Your kidneys are two bean-shaped organs, each about the size of your fist. They're located behind your abdominal organs, with one kidney on each side of your spine. The most common type of kidney cancer is renal cell carcinoma.

Kidney cancer is among the 10 most common cancers in both men and women. Most people with kidney cancer are older when diagnosed with the average age at diagnosis being 64. It’s very uncommon in people younger than age 45.

Kidney Cancer Symptoms

  • Blood in the urine (hematuria)
  • Lower back pain on one side (not caused by injury)
  • Lump on the side or lower back
  • Fatigue
  • Loss of appetite
  • Weight loss not caused by dieting
  • Persistent fever that is not caused by an infection

Kidney Cancer Risks

  • Being older, your risk of kidney cancer increases as you age
  • Smoking
  • Obesity
  • High blood pressure
  • Treatment for kidney failure
  • Von Hippel-Lindau disease
  • Hereditary papillary renal cell carcinoma

Testicular Cancer

Testicular cancer is the most common in young men ages 15 to 44. It is highly treatable and usually curable. It typically develops in one or both testicles in young men, although it can occur at any age. 

Testicular Cancer Symptoms

Some cases of testicular cancer have no symptoms. If there are symptoms, they may include: 

  • Discomfort or pain in the testicle, or a feeling of heaviness in the scrotum
  • Pain in the back or lower abdomen
  • Enlarged testicle or a change in the way it feels
  • Excess amount of breast tissue (gynecomastia), however this can occur normally in adolescent boys who do not have testicular cancer
  • Lump or swelling in either testicle 

If the cancer has spread (metastasized) beyond the testicles, it can infiltrate your abdomen, pelvis, back, lungs or brain.

Testicular Cancer Risks

Some of the main factors that may increase your risk of testicular cancer include:

  • An undescended testicle: The testes form in the abdominal area during fetal development and usually descend into the scrotum before birth. Men who have a testicle that never descended are at greater risk of testicular cancer in either testicle than are men whose testicles descended normally.
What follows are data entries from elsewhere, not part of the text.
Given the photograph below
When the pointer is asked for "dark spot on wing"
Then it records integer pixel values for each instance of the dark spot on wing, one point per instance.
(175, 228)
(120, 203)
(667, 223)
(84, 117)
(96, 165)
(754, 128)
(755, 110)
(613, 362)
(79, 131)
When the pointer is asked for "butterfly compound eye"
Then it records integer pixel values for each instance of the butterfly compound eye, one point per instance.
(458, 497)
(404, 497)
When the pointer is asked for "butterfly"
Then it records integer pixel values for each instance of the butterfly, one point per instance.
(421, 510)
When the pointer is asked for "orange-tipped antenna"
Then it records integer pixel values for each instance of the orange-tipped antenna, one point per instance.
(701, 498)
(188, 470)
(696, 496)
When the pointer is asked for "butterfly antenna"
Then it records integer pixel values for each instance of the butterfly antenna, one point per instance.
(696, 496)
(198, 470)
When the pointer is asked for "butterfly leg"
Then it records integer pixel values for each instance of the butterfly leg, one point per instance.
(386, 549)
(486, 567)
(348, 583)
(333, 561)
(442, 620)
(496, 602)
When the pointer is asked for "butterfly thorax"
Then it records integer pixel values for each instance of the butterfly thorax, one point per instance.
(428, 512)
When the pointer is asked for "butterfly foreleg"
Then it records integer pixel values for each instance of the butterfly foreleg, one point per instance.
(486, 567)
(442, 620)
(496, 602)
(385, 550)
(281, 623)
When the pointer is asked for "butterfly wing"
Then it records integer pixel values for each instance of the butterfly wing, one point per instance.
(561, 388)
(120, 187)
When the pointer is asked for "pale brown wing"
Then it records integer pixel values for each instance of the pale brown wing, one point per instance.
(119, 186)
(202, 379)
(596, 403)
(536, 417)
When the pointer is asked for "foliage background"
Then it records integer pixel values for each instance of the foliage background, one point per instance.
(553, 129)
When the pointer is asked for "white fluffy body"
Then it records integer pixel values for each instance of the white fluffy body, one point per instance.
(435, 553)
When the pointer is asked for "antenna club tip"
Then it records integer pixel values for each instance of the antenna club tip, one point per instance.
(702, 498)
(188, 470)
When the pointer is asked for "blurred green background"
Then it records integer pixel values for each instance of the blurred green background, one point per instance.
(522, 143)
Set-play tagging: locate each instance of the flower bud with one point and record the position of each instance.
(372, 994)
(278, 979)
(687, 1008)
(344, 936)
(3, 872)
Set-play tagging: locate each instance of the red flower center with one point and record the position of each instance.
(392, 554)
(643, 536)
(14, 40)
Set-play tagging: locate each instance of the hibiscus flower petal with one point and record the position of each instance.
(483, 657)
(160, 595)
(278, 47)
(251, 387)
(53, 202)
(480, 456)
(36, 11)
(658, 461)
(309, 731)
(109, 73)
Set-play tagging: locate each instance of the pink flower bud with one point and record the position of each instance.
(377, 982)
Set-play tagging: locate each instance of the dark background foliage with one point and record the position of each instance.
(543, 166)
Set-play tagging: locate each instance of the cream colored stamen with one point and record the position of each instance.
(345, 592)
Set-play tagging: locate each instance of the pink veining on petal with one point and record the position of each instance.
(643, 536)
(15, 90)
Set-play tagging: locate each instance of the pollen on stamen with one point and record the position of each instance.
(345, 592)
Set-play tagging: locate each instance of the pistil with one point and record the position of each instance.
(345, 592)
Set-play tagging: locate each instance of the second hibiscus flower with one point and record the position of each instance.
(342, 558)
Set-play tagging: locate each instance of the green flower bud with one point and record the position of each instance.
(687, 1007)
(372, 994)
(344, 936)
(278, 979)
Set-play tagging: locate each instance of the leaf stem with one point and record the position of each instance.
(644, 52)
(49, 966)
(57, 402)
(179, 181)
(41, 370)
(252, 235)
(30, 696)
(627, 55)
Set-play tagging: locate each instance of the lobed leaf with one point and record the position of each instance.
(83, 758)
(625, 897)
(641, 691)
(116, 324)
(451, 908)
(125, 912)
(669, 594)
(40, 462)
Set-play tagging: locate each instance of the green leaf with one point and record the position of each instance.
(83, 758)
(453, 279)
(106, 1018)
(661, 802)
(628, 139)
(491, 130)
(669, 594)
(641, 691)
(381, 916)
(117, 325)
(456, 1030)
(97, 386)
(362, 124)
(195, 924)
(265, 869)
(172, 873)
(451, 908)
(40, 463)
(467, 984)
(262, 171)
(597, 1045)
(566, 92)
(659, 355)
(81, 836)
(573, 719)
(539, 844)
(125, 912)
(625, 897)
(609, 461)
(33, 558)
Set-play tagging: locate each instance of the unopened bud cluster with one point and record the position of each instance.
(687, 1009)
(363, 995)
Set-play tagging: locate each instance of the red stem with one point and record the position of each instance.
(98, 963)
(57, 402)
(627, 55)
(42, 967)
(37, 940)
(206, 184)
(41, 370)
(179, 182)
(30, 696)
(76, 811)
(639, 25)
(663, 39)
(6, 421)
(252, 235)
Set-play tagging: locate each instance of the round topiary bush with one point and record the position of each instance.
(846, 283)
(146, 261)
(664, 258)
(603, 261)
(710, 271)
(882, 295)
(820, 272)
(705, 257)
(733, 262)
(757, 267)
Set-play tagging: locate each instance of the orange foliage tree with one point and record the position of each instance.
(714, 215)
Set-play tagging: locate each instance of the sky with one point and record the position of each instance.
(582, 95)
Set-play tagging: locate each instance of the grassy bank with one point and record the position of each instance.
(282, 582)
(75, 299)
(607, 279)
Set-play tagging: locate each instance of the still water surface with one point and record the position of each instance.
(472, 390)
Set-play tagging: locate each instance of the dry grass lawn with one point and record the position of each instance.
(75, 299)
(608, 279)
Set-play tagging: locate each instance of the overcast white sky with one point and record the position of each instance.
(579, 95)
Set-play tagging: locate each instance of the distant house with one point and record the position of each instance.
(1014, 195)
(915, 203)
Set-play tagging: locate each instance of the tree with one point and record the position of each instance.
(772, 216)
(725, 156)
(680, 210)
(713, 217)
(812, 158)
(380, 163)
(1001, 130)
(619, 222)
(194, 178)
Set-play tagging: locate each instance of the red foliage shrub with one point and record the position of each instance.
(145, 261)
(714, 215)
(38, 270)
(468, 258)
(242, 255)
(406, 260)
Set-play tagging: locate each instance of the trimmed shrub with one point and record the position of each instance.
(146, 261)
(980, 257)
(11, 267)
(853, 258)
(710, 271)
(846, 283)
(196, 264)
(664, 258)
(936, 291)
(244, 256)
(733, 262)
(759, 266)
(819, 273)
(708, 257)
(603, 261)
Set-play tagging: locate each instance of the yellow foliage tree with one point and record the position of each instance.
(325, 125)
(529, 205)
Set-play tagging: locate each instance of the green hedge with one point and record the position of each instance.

The risk remains elevated even if the testicle has been surgically relocated to the scrotum. Still, the majority of men who develop testicular cancer don't have a history of undescended testicles.
  • Abnormal testicle development: Conditions that cause testicles to develop abnormally, such as Klinefelter's syndrome, may increase your risk of testicular cancer.
  • Family history: If family members have had testicular cancer, you may have an increased risk.
  • Age: Testicular cancer affects teens and younger men, particularly those between ages 15 and 35. However, it can occur at any age.
  • Race: Testicular cancer is more common in white men than in black men.